We can only admire the Incas for what they did... They literally flattened the top of a high mountain to build a city comprising of hundreds of buildings with an agricultural production area, irrigation system and other facilities. The rock cutting and shaping, the dry stone techniques (assembling huge bricks without mortar) used for constructing the buildings of Machu Picchu are still a mystery and only speculations exist about how this could have been done. Believe it: many of those stone components are still strongly stuck together, you couldn't put a paper between them!

Several temples, fountains, a jail and a rock quarry (where they extracted the construction materials), a flat area known as "The Main Square"  and an irrigation system that still functions today are located in the Urban Sector, which is right near the agricultural terrace-filled so-called Agricultural Sector where crops were produced for ensuring food.
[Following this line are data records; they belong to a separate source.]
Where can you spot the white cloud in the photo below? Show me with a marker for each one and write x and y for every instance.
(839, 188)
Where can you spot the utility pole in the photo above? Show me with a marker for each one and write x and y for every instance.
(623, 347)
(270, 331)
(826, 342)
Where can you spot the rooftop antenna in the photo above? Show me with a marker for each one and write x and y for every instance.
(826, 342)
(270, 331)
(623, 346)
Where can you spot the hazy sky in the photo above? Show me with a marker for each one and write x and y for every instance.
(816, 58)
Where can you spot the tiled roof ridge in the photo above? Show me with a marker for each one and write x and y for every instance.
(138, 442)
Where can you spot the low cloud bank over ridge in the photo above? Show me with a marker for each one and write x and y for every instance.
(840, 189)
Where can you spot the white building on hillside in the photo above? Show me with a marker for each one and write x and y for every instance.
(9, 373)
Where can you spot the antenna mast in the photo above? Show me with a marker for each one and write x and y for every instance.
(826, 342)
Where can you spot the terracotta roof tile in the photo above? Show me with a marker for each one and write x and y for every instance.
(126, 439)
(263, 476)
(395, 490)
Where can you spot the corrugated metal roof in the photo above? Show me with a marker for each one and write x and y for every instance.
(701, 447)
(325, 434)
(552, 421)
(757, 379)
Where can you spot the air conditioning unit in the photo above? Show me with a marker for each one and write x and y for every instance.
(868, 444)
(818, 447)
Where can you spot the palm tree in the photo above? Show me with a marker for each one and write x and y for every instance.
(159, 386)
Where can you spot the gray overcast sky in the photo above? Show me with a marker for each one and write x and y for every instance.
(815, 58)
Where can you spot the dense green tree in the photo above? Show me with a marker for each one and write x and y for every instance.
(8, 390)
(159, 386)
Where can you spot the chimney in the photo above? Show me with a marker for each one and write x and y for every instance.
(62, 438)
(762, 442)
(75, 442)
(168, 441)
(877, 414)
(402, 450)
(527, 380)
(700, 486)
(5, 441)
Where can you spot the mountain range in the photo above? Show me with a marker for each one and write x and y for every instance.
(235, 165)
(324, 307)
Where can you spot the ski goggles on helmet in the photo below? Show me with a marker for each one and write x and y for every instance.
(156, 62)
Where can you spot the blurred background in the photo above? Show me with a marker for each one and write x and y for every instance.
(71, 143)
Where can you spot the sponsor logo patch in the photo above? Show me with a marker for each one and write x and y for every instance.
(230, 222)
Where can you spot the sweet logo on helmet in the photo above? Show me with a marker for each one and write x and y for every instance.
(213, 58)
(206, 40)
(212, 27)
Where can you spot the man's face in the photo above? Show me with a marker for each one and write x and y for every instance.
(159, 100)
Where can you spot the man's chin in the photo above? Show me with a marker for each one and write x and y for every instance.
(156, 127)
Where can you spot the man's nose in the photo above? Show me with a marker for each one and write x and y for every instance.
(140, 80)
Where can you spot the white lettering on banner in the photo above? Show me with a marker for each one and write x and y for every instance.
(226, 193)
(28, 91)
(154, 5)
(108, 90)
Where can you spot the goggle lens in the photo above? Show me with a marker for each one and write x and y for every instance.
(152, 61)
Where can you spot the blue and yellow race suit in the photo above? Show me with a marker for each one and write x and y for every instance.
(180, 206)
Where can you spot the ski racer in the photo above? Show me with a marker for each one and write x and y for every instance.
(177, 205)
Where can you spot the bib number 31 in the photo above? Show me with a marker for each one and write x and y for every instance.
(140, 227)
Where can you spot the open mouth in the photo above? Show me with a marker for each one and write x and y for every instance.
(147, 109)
There even are buildings on top of the high steep mountain called Huayna Picchu ("Young Peak"), which you can see on most photos of Machu Picchu. Visitors can climb up there and get a complete view over Machu Picchu below.

The buildings of Machu Picchu had soft rooftops which had perished forever... But this way one can clearly see the scheme according to which the city was built. It is well structured, organized. The rich lived in one area, the poor or ordinary people in another district.

Most seasoned travelers agree that Machu Picchu in Peru is the world's most dramatic ruins. It sits boldly perched on a steep sided mountain saddle far above the partially encircling Urubamba River gorge.
What remains of the precision stonework of the pre-Colombian Inca temples and palaces clearly reveals how exalted Machu Picchu was in its glory days.